For a moment, I can see a faint impression of the handsome warrior King Wylding was in life. Though he’s shrunken in stature, though his shaggy dark hair is brittle and his skin is waxy, pulled tightly over his too-thin face and limbs, his brown eyes are as bright and alive as Hadrien’s. Then the change begins. His mouth grows wider, his teeth sharpening. His bright eyes shrink back into his skull until they’re nothing but sightless black pits. His remaining flesh seems to wither before me, turning gray and stretching even tighter over his skeletal frame that grows taller, wider, suggesting great strength.
He throws back his head and howls, scratching the cage floor with his bony fingers, and it’s all I can do to stay standing.

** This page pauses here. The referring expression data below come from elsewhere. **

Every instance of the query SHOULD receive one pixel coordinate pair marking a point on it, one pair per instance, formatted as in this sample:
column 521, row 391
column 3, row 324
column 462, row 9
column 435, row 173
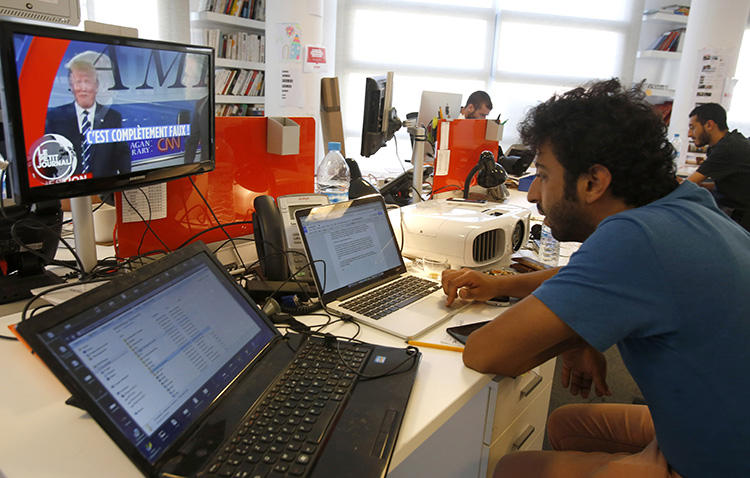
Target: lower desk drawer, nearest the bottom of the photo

His eternal reign is over.
The other Dead in the cage writhe, either in pain or fear. I can’t be sure. I drop my gaze, sickened by the monster wearing the king’s crown. The cries rippling through the crowd make what I’ve just witnessed seem even worse.
“The king loved his people, Prince Hadrien!” a merchant shouts from near the front of the crowd. “He fed soup to the poor and brought gifts to new mothers and wrote poems for the harvest festival! How could you do this to him? To us?”
It’s everything I wish I could say. Instead, I press my lips together to keep from screaming and concentrate on getting close to Hadrien again. I don’t want the guards to see the knife slide into his ribs until it’s too late for anyone to stop me or a healer to intervene. If I can attack soon, there’s still a chance I can save the queen.
The caged Shade howls, then crunches down on something. Many people scream. The king-monster must be feeding on the other Dead trapped in there with it.
“Remove the rest of their shrouds,” Hadrien calls to one of the guards. “And start passing out torches to the living.”
Raising his voice, he shouts at the retreating crowd, “You see? That monster was your king! This is what the Dead all become, if given the chance. But we can fight them, my friends! Together. With me on the throne, a living king. We’ll close Death’s convents and forbid anyone else from becoming a necromancer! We’ll reopen the temples of Change and finally thrive!”
There are too many guards at Hadrien’s side now. For the moment, I’m forced to clutch my dagger and glare at him from several paces away.